Like many of the gold and silver items that are now made, Olympic medals contain recycled precious metals. Organisers of the Rio Games, which begin in August, have unveiled the design of the medals for the event and released information about how they are made.
There will be a total of 5,130 medals made for the Rio Olympics and Paralympics, all created by the Brazilian Mint. They feature the traditional laurel leaf and Rio logo on one side and Nike, Greek goddess of victory, on the reverse. The name of the event each medal is awarded for is engraved around the edge.

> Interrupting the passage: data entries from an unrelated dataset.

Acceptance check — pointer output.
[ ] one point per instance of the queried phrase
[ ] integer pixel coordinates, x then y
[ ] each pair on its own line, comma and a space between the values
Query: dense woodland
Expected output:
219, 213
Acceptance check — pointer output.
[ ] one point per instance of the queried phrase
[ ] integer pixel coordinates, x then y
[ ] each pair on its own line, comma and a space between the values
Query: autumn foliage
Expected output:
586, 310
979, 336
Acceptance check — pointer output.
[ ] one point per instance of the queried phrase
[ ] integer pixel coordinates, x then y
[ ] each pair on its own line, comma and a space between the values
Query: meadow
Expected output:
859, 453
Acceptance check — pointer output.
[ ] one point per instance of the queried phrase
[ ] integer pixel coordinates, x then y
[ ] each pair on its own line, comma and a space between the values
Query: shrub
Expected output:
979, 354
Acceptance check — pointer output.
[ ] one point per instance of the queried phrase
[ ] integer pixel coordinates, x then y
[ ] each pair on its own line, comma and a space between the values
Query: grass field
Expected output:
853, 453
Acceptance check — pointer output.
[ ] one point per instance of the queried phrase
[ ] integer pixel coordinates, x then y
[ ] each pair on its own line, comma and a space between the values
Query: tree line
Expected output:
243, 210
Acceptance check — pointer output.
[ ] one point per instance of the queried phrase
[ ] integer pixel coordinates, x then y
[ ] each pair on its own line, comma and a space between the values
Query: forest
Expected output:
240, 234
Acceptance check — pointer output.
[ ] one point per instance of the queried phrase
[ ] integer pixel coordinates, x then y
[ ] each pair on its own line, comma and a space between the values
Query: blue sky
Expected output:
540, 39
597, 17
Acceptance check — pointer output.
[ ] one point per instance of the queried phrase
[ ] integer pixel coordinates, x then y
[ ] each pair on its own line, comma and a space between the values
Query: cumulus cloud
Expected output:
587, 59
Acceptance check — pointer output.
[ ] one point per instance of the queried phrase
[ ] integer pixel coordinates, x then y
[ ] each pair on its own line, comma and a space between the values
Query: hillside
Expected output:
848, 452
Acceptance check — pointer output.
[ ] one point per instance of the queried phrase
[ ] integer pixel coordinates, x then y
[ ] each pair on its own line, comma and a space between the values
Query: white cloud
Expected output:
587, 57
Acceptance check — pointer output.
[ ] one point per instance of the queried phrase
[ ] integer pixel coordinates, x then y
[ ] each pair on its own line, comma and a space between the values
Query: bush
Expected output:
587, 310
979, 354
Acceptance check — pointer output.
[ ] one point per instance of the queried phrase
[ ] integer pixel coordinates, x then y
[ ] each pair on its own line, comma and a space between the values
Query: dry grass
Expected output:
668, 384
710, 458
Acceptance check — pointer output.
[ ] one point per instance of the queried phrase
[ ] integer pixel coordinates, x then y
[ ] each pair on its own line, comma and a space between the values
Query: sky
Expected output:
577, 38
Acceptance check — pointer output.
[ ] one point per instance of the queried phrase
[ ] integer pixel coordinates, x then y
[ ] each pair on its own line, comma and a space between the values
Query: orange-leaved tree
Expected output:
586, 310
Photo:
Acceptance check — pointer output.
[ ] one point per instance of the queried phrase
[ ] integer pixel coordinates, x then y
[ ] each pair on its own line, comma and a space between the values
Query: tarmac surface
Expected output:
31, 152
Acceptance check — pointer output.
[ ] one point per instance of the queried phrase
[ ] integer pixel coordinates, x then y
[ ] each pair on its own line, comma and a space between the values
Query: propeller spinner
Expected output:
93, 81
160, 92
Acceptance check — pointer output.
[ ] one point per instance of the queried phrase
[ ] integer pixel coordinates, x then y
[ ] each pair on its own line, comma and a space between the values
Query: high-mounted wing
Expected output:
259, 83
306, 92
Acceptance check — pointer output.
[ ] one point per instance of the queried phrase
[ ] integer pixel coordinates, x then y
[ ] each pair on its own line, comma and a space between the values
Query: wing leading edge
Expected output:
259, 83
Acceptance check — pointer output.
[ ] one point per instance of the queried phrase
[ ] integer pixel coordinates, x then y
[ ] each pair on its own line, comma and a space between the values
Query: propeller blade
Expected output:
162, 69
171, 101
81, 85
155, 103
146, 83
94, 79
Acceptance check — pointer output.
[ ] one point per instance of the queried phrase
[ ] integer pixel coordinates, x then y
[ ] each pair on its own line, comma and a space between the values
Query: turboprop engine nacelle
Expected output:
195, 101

And although the gold and silver medals do contain precious metal, they are not solid gold or silver. In fact, there is only a small amount of solid silver and gold in each, but the precious metals they do contain have been sustainably sourced.
The gold used has been extracted without using Mercury and has come from renewable sources, the Rio 2016 website reported. Both the silver and bronze medals contain 30 per cent recycled materials such as the silver from mirrors, X-ray plates and soldering materials.
It’s traditional for Olympic gold medals to be made from gilt silver – or silver gilded with gold. When London hosted the Games in 2012, the gold medals contained 92.5 per cent silver and just one per cent gold.
So if you have inherited or bought gold or silver Olympic medals and want to sell them for recycling, the actual precious metal content may not be exactly what you thought.
Of course, it’s a different matter with the scrap gold and silver jewellery that you can convert into cash. Troy ounce by ounce, the metal is worth much more than an Olympic medal, and who knows – the gold and silver you recycle now could be used as part of the medals produced for the next games in 2020.